While administrators PriceWaterhouseCoopers arranged for deliveries from the refinery to be resumed albeit at less than 50% capacity it is understood two ships were at anchor in the Thames Estuary awaiting payment for their cargo of crude oil, as Forecourt Trader went to press.
Brian Madderson, chairman of RMI Petrol, said: "The Southeast has over 2,000 petrol filling stations and accounts for 25% of total demand so it is vital that no disruption is caused to businesses and consumers in the engine room of our economy, and government has a responsibility to ensure the continuance of supply."
"It is good news that road tankers are on the move again from the refinery, however this may only provide a short-term solution," added Madderson. "This is a wake-up call for the UK’s energy resilience and we will be looking to government to take the lead. How financially secure is the former Shell refinery at Stanlow in Cheshire? The new owner, Essar, has seen its share price collapse on the London stock market from 550p to 127p. We might be heading for a second ’Petroplus’ in Cheshire."
While some retailers in the London area have reported slightly higher volume throughputs of 5-10%, there has yet to be any shortages of fuel on forecourts or reports of consumers panic buying. But, as predicted by Madderson, wholesale fuel prices have been adversely affected.
"Wholesale prices for diesel have risen by 0.8ppl and petrol by 1.2ppl since last weekend (January 22) and with 20% VAT added, average UK prices at the pump are also rising," he warned. "We could see diesel over the 143.04ppl record high of May 2011 by the end of January.
"There is pressure on wholesale prices due to the developing EU embargo on Iranian crude oil shipments. The Coryton setback now just adds further pressure to an already difficult market."

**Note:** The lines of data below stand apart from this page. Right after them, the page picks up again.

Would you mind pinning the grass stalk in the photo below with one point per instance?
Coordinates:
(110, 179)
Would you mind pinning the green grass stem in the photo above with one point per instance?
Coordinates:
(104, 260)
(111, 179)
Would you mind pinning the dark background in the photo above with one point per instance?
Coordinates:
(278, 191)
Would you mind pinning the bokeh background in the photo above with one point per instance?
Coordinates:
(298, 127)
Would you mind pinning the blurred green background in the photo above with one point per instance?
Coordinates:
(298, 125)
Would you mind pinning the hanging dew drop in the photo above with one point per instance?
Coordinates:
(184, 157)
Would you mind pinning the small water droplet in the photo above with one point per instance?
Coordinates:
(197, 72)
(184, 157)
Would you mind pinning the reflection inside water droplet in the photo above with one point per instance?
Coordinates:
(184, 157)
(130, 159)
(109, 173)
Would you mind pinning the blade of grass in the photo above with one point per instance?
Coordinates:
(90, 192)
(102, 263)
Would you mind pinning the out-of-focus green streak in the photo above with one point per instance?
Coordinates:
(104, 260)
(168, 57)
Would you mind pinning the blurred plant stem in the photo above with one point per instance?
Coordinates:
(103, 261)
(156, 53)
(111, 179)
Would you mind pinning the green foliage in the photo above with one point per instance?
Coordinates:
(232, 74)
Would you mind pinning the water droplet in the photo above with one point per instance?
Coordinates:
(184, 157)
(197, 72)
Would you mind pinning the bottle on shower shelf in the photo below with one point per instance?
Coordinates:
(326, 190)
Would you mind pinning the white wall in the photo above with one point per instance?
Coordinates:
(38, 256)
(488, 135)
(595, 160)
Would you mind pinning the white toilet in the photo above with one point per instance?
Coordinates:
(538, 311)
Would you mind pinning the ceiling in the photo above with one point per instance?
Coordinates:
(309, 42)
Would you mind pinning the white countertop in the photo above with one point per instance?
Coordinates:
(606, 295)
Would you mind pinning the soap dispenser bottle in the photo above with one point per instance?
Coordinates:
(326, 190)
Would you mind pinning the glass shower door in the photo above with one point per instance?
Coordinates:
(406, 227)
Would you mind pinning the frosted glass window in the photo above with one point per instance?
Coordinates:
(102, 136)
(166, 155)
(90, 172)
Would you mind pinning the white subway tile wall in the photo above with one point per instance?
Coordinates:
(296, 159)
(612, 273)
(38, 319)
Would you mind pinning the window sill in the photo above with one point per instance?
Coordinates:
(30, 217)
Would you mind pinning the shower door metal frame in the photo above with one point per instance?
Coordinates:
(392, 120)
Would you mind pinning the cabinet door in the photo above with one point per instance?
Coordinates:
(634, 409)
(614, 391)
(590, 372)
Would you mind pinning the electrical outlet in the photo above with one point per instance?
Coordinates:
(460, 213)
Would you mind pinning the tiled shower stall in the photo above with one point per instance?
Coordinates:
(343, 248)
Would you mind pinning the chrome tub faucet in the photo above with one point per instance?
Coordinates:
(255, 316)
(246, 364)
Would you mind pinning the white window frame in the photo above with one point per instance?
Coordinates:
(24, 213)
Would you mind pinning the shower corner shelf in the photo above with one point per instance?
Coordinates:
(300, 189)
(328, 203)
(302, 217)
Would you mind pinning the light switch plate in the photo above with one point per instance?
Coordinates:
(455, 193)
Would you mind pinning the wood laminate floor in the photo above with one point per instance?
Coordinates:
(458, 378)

Meanwhile. following a meeting at the Department of Energy and Climate Change in Central London on January 26, Energy Minister Charles Hendry promised that the government was in full support of the plan of action to secure the long-term future of Coryton.
"There was agreement that the best way to secure the sustainable future of the plant is to maintain current operations and to find a buyer as quickly as possible," he said. "I made clear that the government will do all it can to support this process."

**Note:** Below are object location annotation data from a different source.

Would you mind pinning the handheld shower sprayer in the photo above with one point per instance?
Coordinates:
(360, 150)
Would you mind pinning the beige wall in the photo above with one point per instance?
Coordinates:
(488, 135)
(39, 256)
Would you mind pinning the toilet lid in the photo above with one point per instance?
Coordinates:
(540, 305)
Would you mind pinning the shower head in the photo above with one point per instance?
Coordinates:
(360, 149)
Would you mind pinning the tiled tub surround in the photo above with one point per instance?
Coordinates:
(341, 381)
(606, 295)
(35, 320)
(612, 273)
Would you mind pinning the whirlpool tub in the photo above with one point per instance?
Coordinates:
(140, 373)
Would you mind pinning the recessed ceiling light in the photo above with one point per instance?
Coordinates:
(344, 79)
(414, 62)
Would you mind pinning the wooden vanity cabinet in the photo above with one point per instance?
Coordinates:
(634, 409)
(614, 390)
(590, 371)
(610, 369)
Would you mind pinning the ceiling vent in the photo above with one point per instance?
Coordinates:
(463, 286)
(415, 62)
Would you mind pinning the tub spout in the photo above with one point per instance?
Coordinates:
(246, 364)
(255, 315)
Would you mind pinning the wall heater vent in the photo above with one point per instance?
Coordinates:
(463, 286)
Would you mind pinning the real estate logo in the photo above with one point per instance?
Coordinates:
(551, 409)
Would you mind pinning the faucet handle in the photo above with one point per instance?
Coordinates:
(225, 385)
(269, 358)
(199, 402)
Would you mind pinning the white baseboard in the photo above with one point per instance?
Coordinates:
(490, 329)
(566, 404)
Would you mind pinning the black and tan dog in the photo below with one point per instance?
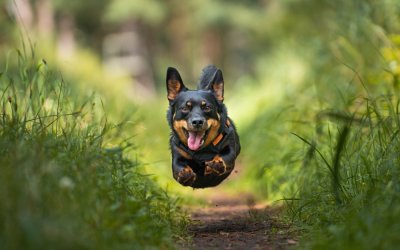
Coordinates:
(204, 142)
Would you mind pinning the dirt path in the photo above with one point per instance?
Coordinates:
(237, 223)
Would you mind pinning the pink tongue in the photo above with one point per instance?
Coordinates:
(194, 140)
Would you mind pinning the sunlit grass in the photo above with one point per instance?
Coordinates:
(63, 185)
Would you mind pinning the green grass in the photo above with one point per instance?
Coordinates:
(349, 195)
(66, 181)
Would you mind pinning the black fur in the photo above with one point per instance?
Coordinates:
(210, 164)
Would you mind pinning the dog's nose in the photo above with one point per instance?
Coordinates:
(197, 123)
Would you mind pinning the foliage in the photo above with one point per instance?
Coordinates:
(63, 184)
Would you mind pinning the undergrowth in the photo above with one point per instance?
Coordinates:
(66, 182)
(348, 195)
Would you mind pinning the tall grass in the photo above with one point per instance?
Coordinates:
(63, 185)
(354, 202)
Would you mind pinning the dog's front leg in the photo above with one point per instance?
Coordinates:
(181, 170)
(223, 163)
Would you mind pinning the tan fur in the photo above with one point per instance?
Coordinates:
(174, 86)
(178, 127)
(213, 126)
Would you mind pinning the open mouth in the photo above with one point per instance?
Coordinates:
(195, 138)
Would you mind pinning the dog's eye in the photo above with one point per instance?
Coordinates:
(207, 108)
(185, 109)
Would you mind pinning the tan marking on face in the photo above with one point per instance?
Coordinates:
(178, 127)
(183, 153)
(174, 87)
(213, 126)
(218, 139)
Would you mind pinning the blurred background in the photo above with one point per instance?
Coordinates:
(289, 67)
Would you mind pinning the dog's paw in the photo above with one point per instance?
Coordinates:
(186, 176)
(215, 166)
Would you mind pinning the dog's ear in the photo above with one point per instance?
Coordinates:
(174, 83)
(217, 85)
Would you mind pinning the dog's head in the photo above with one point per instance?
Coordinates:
(196, 115)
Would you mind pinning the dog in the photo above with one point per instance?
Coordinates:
(204, 142)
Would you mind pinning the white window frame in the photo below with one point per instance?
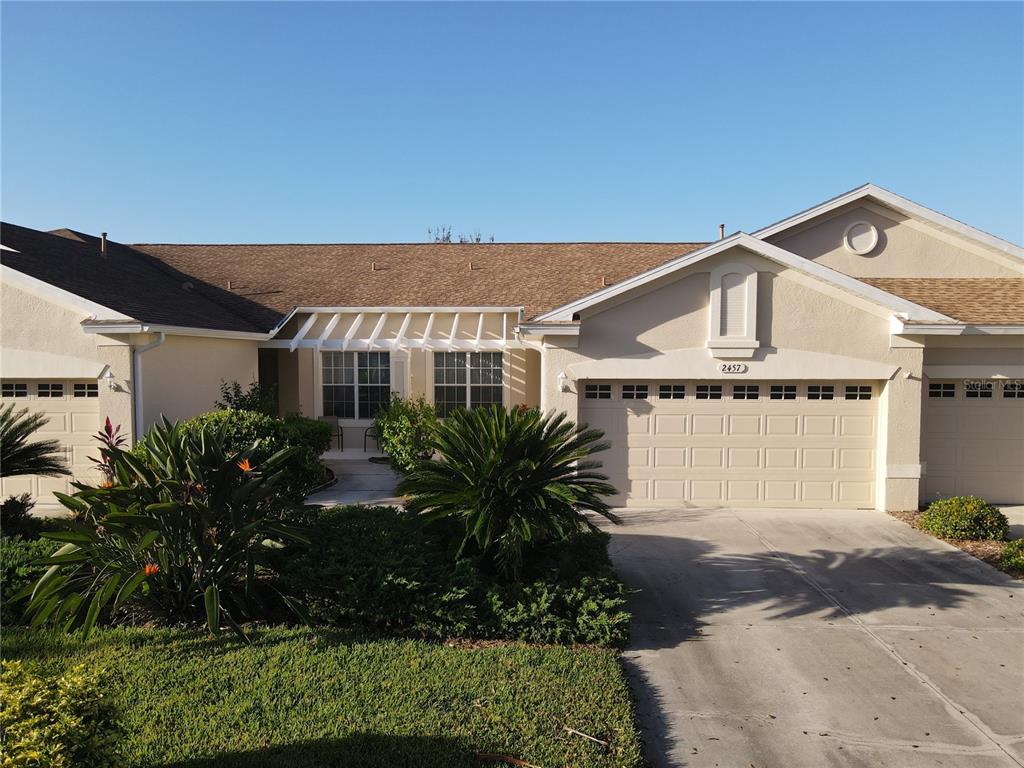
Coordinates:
(468, 385)
(355, 383)
(733, 346)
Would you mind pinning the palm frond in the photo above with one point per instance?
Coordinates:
(22, 456)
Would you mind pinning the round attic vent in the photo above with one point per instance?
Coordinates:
(860, 238)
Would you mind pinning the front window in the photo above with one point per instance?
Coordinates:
(355, 384)
(467, 380)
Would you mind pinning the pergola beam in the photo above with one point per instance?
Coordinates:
(303, 331)
(351, 331)
(328, 329)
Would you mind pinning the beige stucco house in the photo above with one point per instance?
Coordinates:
(864, 352)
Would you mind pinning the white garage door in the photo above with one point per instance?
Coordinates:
(973, 440)
(736, 443)
(72, 408)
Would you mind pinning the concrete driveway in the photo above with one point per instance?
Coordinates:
(818, 638)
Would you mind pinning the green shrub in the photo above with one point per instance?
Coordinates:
(515, 478)
(1012, 556)
(307, 437)
(965, 517)
(177, 532)
(18, 568)
(376, 568)
(380, 569)
(14, 517)
(591, 610)
(311, 435)
(62, 722)
(406, 431)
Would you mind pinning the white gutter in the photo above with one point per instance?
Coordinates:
(146, 328)
(953, 329)
(136, 364)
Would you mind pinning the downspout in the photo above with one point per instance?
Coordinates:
(136, 365)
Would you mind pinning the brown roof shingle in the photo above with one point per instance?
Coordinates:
(126, 281)
(537, 275)
(974, 300)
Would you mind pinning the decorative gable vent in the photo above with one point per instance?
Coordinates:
(733, 309)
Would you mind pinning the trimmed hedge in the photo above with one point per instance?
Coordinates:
(965, 517)
(1012, 556)
(299, 698)
(311, 437)
(64, 721)
(378, 568)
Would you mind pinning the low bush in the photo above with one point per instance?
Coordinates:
(19, 558)
(14, 517)
(381, 569)
(406, 431)
(1012, 556)
(965, 517)
(304, 698)
(65, 721)
(177, 532)
(376, 568)
(515, 479)
(308, 439)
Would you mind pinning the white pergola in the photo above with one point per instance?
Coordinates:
(379, 329)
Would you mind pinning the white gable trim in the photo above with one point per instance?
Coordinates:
(907, 207)
(58, 296)
(773, 253)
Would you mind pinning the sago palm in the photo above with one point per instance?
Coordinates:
(22, 456)
(514, 477)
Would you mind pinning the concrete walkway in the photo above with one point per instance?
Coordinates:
(818, 638)
(359, 481)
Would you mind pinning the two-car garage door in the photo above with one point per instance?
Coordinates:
(743, 443)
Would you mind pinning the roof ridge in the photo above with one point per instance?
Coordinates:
(511, 243)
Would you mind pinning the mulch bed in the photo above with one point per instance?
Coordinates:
(985, 550)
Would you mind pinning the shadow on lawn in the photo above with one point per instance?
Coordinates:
(355, 751)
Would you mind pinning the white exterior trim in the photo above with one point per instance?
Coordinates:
(729, 345)
(768, 251)
(953, 329)
(784, 365)
(58, 296)
(145, 328)
(988, 371)
(902, 205)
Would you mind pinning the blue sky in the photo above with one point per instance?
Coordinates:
(329, 122)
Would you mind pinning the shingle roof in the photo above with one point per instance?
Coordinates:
(125, 280)
(538, 275)
(974, 300)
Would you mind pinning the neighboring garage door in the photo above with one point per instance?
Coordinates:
(973, 440)
(72, 408)
(736, 443)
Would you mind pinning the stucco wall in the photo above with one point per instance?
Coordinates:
(182, 376)
(41, 340)
(792, 315)
(905, 249)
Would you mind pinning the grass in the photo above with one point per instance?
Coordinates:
(985, 550)
(304, 697)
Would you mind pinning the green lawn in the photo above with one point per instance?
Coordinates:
(303, 697)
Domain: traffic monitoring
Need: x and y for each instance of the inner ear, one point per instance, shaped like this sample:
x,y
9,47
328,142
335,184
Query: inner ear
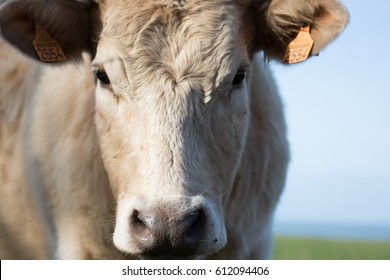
x,y
67,22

The troubled oil refiner Petroplus, Europe’s largest independent oil refiner, announced it was to file for insolvency on January 24, following a failure to reach agreement with creditors to extend loan repayment deadlines. Fuel deliveries stopped from the Coryton refinery for two days.
During the weeks prior to the closure, Petroplus had been negotiating with its lenders to reopen credit lines which were frozen in December. In addition, the company had been seeking to arrange alternative financing and liquidity facilities, as well as other strategic options.
Jean-Paul Vettier, Petroplus CEO, said: "We have worked hard to avoid this outcome, but were ultimately not able to come to an agreement with our lenders to resolve these issues given the very tight and difficult European credit and refining markets."